There are other examples: the Sommerloch (“summer (news) hole”) in German-speaking countries; la morte-saison (France) and nyhetstorka or news drought, in Sweden.
Media analysts have speculated that people employed as public relations consultants or media advisors in private enterprise and government now outnumber real journalists by five to one. The highly-paid spin doctors take January off and go to the beach. So their carefully crafted “news” releases, sanitised, scrutinised and signed off on by at least 10 people slow to a trickle then stop.
Meanwhile, the skeleton squads left holding the news forts have to forage for items to fill the ironically larger news holes (in the newspaper business advertising also takes a holiday). So the only thing a reporter or a news crew can do is follow the fire engine. On arrival, take emotive video of the cat stuck up a gum tree and hope (though only deep within their craven souls) that the rescuer in the cherry-picker might take a nasty tumble from a great height. The video editor can lip-sync it later and the presenter can do the nodding I-was-really-there-honest footage later. Back to you in the studio, Brian.
Bob Hawke lobbies for nuclear waste (again)
Perhaps the most egregious silly season story thus far was the reporting of comments made at a Woodford Festival talk by former PM Bob Hawke. Mr Hawke said Australia should embrace nuclear power and become a country where the world can store its nuclear waste. Mr Hawke has said this before, many times, but most news reports lacked this kind of background.
Warming up for Woodford, perhaps, Mr Hawke trotted out the nuclear waste trope at Sydney University late last year.
In 2013 he singled out South Australia, a vast and sparsely populated state, as best suited to (underground) storage of nuclear waste.
At Woodford 2016, the 87-year-old former politician employed much the same rhetoric he used when floating the idea in September 2005:
“Australia has the geologically safest places in the world for the storage of waste,” he then told the 7.30 Report’s Mark Bannerman.
“What Australia should do, in my judgement, as an act of economic sanity and environmental responsibility, is say we will take the world’s nuclear waste.”
Then Labor Opposition Leader Kim Beazley sharply responded to the comments by Hawke (who retired from politics in 1992):
“Bob is a respected father figure in the Labor Party, but that’s well outside the platform.”
In 1999, foreign company Pangea Resources tabled a specific proposal to build an underground radioactive nuclear waste storage facility in central Australia.
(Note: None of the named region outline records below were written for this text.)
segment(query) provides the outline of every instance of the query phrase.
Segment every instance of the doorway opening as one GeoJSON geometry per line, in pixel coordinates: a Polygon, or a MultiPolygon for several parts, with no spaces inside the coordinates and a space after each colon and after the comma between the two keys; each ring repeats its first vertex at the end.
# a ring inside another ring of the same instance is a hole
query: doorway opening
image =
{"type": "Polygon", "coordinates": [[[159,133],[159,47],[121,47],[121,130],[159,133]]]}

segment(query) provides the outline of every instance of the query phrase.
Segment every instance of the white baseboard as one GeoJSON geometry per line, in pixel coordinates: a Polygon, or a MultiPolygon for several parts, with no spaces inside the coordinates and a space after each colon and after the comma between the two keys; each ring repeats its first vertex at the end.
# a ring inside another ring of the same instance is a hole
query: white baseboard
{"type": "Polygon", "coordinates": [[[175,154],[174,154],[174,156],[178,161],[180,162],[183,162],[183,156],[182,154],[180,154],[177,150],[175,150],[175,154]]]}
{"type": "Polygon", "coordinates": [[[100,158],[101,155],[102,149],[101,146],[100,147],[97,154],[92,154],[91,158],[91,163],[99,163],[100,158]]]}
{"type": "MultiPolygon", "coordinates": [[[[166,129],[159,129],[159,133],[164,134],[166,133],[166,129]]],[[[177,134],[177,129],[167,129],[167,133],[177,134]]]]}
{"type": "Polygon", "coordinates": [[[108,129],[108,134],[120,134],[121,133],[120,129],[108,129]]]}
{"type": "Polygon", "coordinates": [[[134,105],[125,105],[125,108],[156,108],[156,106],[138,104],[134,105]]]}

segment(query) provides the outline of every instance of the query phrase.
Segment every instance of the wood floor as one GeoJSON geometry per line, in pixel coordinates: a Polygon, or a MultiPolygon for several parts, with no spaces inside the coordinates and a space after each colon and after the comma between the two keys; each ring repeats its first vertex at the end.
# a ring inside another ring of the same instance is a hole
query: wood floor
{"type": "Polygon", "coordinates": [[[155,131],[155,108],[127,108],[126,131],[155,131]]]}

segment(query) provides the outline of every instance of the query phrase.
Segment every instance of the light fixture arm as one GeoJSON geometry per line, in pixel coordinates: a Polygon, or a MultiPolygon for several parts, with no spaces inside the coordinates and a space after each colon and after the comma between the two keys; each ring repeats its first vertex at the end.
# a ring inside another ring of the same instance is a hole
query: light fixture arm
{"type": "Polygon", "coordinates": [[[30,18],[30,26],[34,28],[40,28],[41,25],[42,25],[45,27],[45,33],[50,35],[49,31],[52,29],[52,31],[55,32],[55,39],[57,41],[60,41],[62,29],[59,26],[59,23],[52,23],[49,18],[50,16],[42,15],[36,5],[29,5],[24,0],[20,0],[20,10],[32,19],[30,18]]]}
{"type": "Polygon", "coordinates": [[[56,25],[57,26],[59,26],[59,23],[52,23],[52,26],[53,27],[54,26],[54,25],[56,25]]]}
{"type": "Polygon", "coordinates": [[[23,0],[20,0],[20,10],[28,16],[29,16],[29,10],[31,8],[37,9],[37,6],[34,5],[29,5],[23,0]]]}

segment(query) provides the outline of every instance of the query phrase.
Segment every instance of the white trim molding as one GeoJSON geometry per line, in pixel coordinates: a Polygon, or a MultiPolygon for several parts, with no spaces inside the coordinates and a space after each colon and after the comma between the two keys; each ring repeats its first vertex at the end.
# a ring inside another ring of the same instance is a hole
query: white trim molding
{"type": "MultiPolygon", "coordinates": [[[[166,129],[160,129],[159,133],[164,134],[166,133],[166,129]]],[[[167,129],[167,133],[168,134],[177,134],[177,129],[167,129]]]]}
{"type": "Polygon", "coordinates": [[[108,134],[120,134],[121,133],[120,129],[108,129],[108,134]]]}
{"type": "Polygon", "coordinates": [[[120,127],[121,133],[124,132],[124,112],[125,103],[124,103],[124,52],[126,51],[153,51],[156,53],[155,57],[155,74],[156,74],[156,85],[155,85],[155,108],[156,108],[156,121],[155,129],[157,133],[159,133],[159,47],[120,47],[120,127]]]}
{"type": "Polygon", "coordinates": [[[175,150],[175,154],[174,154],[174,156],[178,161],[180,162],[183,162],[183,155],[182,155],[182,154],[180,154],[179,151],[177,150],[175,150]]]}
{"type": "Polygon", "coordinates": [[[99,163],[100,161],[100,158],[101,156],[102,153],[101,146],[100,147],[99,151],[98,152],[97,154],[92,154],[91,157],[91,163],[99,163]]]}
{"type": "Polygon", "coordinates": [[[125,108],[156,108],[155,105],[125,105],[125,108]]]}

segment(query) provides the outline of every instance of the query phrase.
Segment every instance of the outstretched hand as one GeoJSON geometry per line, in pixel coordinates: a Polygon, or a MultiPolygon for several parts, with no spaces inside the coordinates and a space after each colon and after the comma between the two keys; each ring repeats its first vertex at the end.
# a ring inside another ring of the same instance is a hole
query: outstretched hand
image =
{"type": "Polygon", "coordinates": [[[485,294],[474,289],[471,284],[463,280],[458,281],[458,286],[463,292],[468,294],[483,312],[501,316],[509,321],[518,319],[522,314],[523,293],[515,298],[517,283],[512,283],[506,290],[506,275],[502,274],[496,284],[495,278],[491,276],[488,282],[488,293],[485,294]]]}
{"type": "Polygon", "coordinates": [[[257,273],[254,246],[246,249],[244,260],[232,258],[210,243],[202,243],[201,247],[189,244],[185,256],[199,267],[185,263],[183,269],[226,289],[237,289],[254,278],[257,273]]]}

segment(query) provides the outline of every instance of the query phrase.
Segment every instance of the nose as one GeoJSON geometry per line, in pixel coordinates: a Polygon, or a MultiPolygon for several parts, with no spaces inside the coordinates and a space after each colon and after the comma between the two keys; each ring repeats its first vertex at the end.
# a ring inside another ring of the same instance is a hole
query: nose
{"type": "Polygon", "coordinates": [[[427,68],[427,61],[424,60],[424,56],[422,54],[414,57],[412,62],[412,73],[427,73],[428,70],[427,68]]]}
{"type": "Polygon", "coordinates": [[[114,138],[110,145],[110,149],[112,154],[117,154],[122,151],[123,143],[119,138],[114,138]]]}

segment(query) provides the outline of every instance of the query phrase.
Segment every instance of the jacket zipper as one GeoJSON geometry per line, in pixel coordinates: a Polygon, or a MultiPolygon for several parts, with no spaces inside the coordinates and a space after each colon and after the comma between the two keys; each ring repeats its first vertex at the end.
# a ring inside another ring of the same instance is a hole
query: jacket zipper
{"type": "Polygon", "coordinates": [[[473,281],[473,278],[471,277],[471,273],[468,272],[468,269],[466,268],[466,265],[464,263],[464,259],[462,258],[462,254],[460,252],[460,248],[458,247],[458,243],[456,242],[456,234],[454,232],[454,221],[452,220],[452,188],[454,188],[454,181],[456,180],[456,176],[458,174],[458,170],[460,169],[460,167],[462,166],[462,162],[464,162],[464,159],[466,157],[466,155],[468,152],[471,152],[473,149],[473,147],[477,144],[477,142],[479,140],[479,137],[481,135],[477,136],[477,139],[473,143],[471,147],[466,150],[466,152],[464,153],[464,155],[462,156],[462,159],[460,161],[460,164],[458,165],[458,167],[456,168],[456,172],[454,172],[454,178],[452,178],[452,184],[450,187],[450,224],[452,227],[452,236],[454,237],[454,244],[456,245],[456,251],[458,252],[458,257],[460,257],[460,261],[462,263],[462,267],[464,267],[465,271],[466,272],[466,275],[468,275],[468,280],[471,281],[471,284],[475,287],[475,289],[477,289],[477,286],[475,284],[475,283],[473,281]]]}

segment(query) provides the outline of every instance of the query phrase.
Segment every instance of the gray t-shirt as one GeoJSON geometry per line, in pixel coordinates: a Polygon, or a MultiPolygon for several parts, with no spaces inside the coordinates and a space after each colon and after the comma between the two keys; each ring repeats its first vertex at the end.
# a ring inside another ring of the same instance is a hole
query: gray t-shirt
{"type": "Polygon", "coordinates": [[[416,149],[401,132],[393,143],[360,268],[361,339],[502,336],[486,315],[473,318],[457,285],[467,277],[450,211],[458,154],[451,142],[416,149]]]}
South Australia and Western Australia swiftly responded by passing nuclear storage prohibition acts. Nick Minchin, Federal Resources minister at the time, said an emphatic ‘no’ and Pangea, a consortium of Swiss and British firms, folded up its tent.
Industry website www.nei.org estimates that the nuclear industry has generated about 76,430 tonnes of used fuel over the past 40 years. Most nuclear plants recycle used fuel, which will ‘eventually’ be permanently stored as high-level radioactive waste. US Congress made a pledge in 1982 to build such a facility at Yucca Mountain, Nevada, but the proposal has been ensnared in political wrangling since and was shelved by Barack Obama in 2010. Bloomberg reported in November, however, that a Trump White House would make the permanent dump site a priority.
Finland and Sweden are meanwhile working towards the first permanent radioactive waste sites in the world, the first of which could be operational by 2023.
But as then Federal Health Minister Tony Abbott told the 7.30 Report in 2005 (and little has changed):
“There are a lot of politics in this. Now, right at the moment, we can’t even get agreement on where to put a nuclear repository for Australia’s waste, let alone a repository for the world’s waste.”
Mark Bannerman closed his 2005 report with this apt quote from a Northern Territory woman:
“If it’s safe, take it down to the Lodge, put it under Kirribilli House. I think they’ve got a hide.”